Neil Diamond’s Songs For Monkees Fan Funerals


Iconic older singers do good business with covers and standards these days. There are a few different approaches. Rod Stewart is up to five volumes of his American Songbook series, which does standards (and sells many CDs) the straightforward way. If you’re lucky enough to have heard Paul Anka’s versions of “Jump” and “Eye of the Tiger,” you’ll be familiar with the mildly campy approach. And then there’s the surprising project that reinvigorated Johnny Cash’s career — working with Rick Rubin on grave, minimal covers of songs like Nine Inch Nails’ ”Hurt.” That’s the tactic that’s come to be seen as the artistic approach, the credible one. The music world always finds it easier to connect with older people when they seem all weathered and dark.

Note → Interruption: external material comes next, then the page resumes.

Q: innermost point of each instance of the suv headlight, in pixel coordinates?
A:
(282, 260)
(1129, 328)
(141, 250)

Neil Diamond’s new covers record, Dreams, seems to take its cue from Cash and Rubin: the songs here aren’t dark, but they’re solemn and portentous, mostly with a sparse backing of piano and acoustic guitar. I would almost say it’s like listening to a Leonard Cohen album, but that makes it sound stranger than it is: the effect is more like Diamond is singing each song the way you would at the funeral of someone who’d always loved it. Which is not so strange when he’s doing an obligatory take on Cohen’s own ”Hallelujah” — the unlikely official album of 21st-century solemnity — but is a pretty surprising move for a rendition of the Monkees’ ”I’m a Believer.” (Diamond originally wrote that song, which makes this an odd sort of ”cover.” But if you’re ever arranging a funeral for a huge Monkees fan, this version has you covered.) Something about that mood makes a few of these tracks — ”Desperado,” ”Midnight Train to Georgia” — bizarrely compelling, though it’s up in the air whether you’ll feel compelled to enjoy them or just giggle a little.

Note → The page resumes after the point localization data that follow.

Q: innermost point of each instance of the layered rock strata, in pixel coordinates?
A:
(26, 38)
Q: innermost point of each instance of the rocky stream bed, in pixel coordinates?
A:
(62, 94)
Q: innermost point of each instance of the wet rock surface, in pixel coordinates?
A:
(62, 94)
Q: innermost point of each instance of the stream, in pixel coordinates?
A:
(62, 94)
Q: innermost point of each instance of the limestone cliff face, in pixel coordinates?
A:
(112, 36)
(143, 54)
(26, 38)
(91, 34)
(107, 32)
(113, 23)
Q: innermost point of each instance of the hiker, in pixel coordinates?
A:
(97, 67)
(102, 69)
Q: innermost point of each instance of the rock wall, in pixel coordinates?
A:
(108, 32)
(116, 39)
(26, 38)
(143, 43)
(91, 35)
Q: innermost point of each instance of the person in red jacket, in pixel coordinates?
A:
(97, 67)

Part of that is a function of Diamond’s voice, which is not exactly a sage and gravelly thing like Cash’s. It’s a voice we’re used to associating with cheery stage shows, and a singing style that, at this point, can feel ultra-familiar in the way William Shatner’s acting used to — full of dramatic cadences that are funny when other people parody them, and thus super-cool when they come from the original source. Shatner figured that out a long time ago, and promptly ruined the whole arrangement. Diamond’s a lot more likable than that, and hearing him gravely intone the song ”Yesterday” in a lonely, disappointed voice can have hard-to-describe effects on the nervous system.